I promise you this would be chaos. Anarchy.
Oh, and the trademark battles? Somebody would register the top-level
domain "kodak" to sell it to Kodak. People would kick and claw each other
to register top-level domains of sex, realestate, houses, hotels, airfares,
and so on through the fifty thousand or so most commonly used English
words. And if you think the lawyers are all over the place in fights over
second-level domains, just you wait until there would be similar but
bigger-scaled fights over top-level domains.
>Shared domains are not a good idea for the Internet. I appreciate the
>idealism of the description of registries, registrars and stewards and I
>understand that it is a system that works for 800 numbers, but when this is
>presented as a preservation of the "public trust..." Sheesh. All we have
>done here is come up with an abstraction layer to the problem under the
>guise of protecting the "public trust" which doesn't exist. And then, who
>watches the watchmen? This is not a "useful market control" if such a
>thing exists. If there is ultimately a fixed price resource (in this case
>whatever it costs the registrar to register a name with the steward) and a
>fixed number of shared gTLDs then there are a finite number of ways for
>registrars to differentiate their services and acheive profit.
It works now with 800 and 888 numbers. It can work with COM domains. The
databases are of comparable size, actually.
>And make no
>mistake, if there is no profit to be had there are no new gTLDs.
As I say above, "profit" is not the right way to decide things when the
tragedy of the commons rears its head.
>TLDs should be awarded to any organization on the following objective
>technical criteria: redundant connectivity to the Internet (either two
>physically distant sites, both geographically and in regards to network
>connection, and/or multi-homing) aggregated to at least 3 MBps, functioning
>root servers and a functioning registry database with a whois interface.
Wrong. If your criteria were used, there would be hundreds of thousands of
top-level domains in the span of a few weeks, as the Oklahoma land rush
surged. Any one hardware owner who satisfies your criteria could then
attempt to create TLDs for every word in the dictionary. It would be chaos.

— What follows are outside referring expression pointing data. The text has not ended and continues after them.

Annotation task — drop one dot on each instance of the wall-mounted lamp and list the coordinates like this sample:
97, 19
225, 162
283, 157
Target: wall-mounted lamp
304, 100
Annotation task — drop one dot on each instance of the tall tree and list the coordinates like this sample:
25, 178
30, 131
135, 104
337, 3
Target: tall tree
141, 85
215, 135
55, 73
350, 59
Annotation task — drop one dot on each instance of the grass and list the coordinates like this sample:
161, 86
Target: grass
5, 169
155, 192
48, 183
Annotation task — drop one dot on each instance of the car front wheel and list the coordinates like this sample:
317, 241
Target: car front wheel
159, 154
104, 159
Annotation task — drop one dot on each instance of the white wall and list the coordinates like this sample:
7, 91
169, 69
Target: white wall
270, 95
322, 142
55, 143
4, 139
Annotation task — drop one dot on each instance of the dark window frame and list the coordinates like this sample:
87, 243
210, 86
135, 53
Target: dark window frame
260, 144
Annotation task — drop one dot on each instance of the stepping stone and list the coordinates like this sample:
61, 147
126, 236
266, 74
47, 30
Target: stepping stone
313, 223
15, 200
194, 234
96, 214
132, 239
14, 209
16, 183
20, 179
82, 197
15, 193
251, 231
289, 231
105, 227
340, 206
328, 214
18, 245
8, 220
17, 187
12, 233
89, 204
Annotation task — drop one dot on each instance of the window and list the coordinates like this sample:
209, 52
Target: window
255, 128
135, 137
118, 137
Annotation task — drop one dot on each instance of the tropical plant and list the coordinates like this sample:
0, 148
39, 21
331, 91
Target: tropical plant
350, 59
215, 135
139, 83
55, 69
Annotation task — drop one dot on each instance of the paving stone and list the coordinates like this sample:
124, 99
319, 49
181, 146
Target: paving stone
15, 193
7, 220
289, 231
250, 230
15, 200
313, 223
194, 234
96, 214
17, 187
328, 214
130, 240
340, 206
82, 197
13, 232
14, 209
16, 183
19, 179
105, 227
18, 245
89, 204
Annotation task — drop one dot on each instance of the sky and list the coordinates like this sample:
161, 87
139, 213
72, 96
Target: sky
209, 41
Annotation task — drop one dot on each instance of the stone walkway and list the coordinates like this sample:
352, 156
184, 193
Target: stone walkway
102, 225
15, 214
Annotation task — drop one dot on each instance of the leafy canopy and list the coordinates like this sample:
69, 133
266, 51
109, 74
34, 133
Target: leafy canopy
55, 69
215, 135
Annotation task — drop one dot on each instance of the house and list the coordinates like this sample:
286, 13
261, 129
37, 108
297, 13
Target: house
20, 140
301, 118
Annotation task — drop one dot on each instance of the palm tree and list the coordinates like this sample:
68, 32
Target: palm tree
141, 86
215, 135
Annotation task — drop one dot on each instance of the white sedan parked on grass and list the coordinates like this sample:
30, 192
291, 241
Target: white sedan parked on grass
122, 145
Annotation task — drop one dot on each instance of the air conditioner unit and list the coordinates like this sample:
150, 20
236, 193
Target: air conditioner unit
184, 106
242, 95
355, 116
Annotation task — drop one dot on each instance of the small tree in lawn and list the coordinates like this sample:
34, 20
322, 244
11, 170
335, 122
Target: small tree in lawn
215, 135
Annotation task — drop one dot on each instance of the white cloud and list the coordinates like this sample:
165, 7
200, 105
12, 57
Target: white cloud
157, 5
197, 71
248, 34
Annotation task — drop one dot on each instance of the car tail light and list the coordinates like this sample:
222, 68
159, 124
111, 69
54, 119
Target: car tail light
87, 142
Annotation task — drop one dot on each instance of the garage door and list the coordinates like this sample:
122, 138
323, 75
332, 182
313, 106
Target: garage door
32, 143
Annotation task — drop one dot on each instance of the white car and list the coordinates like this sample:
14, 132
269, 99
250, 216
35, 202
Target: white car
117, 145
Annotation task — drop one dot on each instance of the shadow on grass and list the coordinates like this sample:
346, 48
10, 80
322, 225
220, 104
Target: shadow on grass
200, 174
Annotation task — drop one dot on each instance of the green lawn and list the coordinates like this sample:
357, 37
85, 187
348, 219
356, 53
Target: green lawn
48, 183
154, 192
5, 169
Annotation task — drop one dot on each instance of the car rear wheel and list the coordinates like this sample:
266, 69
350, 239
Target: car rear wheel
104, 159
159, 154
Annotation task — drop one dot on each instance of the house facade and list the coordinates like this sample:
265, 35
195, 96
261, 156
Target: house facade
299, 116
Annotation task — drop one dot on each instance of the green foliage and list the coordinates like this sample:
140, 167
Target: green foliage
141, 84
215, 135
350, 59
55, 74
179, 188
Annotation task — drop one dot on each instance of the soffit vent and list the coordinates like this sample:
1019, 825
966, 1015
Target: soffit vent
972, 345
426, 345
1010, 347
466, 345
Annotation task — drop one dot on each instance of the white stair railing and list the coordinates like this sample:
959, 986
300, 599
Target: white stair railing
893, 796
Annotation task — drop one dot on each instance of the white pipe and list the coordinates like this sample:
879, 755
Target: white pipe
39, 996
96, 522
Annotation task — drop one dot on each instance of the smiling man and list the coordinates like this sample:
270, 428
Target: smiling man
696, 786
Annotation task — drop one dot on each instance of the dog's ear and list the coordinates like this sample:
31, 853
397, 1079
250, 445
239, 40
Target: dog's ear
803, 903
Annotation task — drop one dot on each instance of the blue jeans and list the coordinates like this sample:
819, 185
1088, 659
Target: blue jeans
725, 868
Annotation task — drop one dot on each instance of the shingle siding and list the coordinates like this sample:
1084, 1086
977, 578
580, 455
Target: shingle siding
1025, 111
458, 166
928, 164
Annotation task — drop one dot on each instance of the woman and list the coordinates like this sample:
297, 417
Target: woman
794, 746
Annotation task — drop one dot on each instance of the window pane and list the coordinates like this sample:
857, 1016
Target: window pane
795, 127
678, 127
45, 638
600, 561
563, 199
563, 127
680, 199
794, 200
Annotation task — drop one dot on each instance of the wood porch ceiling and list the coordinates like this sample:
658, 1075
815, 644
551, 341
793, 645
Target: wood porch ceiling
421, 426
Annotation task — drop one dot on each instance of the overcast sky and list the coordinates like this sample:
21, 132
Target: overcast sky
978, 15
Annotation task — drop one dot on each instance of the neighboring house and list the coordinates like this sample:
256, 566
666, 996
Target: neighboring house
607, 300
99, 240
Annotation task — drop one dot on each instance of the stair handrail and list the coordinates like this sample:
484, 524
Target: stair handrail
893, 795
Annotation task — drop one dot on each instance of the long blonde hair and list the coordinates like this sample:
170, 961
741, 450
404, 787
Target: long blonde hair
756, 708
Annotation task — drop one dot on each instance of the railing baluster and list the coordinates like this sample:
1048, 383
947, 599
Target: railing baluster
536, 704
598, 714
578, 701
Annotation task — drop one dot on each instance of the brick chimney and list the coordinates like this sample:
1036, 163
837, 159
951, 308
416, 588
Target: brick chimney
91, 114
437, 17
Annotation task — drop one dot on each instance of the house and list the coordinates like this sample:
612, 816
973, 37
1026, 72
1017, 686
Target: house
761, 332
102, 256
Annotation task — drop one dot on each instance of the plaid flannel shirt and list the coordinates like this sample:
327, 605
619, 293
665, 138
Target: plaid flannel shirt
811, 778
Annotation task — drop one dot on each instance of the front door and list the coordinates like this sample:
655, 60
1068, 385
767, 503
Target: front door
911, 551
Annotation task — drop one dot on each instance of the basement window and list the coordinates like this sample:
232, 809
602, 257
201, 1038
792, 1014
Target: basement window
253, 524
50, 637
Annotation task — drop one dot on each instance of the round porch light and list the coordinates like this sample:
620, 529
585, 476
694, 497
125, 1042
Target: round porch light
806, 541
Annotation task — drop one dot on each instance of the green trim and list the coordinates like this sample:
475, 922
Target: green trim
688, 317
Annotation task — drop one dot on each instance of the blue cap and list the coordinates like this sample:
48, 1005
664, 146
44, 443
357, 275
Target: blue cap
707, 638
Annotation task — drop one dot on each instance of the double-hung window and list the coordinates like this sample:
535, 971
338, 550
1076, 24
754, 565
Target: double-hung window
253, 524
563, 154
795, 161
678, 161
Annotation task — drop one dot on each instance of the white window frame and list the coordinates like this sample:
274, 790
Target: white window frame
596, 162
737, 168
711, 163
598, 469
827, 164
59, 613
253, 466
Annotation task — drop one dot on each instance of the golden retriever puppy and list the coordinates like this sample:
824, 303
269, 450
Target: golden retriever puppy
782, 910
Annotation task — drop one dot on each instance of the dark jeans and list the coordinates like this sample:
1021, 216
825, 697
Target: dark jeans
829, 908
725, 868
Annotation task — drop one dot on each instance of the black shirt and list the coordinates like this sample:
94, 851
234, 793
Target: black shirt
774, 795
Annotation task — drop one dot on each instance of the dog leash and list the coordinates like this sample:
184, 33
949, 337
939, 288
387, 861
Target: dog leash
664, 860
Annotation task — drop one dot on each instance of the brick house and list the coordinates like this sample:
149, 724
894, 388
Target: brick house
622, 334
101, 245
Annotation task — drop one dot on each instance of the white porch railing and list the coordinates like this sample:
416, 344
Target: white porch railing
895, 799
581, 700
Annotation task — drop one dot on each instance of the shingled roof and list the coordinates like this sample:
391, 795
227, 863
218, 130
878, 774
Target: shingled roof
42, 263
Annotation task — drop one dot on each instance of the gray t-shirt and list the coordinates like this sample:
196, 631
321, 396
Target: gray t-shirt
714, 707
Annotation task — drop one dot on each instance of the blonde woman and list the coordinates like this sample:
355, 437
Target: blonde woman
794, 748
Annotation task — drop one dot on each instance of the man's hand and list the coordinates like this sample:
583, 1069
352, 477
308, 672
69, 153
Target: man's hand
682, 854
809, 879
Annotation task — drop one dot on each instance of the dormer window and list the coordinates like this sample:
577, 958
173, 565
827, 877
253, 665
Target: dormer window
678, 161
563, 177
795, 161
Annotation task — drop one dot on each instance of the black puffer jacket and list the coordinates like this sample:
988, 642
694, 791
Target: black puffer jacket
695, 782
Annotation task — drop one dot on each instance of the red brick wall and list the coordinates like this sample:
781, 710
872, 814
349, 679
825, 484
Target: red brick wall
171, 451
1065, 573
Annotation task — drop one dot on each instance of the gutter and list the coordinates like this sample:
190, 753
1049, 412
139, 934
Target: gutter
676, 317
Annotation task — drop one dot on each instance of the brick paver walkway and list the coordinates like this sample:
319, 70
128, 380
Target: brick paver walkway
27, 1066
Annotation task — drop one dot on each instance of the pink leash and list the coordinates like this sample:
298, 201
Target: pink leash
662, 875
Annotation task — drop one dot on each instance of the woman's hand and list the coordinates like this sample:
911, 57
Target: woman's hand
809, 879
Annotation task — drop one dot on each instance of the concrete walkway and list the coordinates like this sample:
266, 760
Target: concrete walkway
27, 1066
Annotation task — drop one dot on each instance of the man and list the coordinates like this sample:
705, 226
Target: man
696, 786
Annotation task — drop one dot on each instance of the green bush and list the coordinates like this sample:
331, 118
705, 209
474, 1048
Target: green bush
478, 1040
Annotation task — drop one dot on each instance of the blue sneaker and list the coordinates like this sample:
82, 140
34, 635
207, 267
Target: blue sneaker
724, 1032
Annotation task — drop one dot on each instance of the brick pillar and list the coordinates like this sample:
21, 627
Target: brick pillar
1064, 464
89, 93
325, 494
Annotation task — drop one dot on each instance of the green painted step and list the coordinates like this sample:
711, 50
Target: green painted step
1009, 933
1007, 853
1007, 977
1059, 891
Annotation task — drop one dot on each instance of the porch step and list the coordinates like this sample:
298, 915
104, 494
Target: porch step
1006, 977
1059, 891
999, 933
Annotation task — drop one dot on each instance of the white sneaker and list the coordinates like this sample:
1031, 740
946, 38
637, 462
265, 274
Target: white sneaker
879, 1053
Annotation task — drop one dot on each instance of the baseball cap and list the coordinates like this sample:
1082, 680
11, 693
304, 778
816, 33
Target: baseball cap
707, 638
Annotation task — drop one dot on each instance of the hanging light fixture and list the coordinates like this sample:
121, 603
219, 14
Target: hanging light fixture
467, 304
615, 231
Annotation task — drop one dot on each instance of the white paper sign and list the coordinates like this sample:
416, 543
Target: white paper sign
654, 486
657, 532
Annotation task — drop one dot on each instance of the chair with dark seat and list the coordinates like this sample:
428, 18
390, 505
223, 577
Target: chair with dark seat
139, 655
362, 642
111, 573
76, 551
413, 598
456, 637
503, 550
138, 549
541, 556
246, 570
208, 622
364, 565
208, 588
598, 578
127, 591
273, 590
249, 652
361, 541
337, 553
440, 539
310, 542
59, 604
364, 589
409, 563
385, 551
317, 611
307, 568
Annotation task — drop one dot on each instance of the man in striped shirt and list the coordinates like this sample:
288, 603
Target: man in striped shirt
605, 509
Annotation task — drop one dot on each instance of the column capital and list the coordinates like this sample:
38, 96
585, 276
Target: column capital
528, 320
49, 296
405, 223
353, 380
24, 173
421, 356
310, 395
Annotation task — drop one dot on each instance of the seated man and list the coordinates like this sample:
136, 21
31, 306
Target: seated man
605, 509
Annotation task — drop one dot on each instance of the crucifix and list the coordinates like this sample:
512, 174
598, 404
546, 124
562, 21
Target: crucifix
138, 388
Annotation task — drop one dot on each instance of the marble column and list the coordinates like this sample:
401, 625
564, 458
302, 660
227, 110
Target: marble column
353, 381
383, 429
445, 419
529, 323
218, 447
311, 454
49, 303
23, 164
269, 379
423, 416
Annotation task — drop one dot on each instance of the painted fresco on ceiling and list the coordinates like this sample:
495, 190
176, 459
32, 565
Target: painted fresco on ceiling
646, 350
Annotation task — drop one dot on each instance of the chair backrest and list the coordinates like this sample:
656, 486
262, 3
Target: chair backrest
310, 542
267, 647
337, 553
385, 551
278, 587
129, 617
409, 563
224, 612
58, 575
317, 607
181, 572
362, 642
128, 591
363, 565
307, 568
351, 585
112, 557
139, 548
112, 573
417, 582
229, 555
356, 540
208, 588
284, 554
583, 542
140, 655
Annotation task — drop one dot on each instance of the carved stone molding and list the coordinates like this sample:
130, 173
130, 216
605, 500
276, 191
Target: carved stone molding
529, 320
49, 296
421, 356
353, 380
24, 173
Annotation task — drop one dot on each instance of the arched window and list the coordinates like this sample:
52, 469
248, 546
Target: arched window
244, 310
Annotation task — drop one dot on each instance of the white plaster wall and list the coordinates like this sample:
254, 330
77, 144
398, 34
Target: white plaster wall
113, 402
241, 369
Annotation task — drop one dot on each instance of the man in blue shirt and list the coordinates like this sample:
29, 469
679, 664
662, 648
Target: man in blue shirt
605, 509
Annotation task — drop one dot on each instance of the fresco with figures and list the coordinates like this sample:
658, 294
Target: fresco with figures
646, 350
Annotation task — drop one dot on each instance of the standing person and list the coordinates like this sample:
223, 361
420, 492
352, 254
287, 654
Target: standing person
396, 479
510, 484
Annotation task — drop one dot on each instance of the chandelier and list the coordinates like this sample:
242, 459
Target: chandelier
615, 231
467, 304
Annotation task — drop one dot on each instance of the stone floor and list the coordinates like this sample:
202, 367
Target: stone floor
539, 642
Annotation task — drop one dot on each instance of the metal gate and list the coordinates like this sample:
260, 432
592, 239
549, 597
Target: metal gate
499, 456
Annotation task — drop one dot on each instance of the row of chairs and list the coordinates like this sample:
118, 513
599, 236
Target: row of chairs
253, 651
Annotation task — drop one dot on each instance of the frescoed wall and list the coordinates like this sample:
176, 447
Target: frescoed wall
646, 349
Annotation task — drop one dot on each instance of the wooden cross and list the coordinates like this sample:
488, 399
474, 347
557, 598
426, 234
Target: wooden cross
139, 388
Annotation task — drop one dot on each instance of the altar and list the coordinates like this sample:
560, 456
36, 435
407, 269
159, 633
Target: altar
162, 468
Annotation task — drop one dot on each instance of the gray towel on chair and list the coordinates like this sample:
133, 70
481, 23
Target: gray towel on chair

>The IAHC Draft section on Choosing gTLD Registrars only makes a business
>case for large corporations to participate. There is very little incentive
>for an entrepreneur to be involved. Most particularly because of the high
>entrance fee, the unpredictable nature of a lottery, and the uneven playing
>field with regard to NSI until 1998 and quite liekely beyond. This model
>only makes sense for large utility companies that can throw $20,000 away to
>buy a seat on the Council of Registrars and is certainly no guarantee of
>competence or desire to deliver superior product or service.
I agree the playing field is slanted. NSF somehow gave NSI a plum, and NSI
is squeezing the plum for all it's worth (and making terrible decisions in
domain name trademark matters as well). When the NSI contract expires, NSI
has said it intends to keep running COM answering to no one. The Internet
community will be best served if *everyone* keeps clearly in mind,
continuously from now till 1998, the importance of eliminating NSI's monopoly.
>And finally, the trademark issue. Registrars, registries, ISPs, IAHCs,
>IANA's and anyone else who participates in assigning a mnemonic to an IP
>address should refrain from making any statement about copyright.
>Copyright, like every other piece of information on the net should be the
>responsibility of the data's owner, not the carrier or any administrative
>party. Any disputes that arise should be handled by entities outside of
>the administrative process of assigning names to IP numbers. Resolutions
>should not involve the registries except to cancel one registration and
>start another.
Trademark, you mean, not copyright. Oddly enough, assuming I understand
your recommendation on trademark issues, you seem to agree with the IAHC,
as well as with the International Trademark Association
<http://plaza.interport.net/inta/intaprop.htm> and almost everyone else
(except NSI) who has expressed a view on the matter.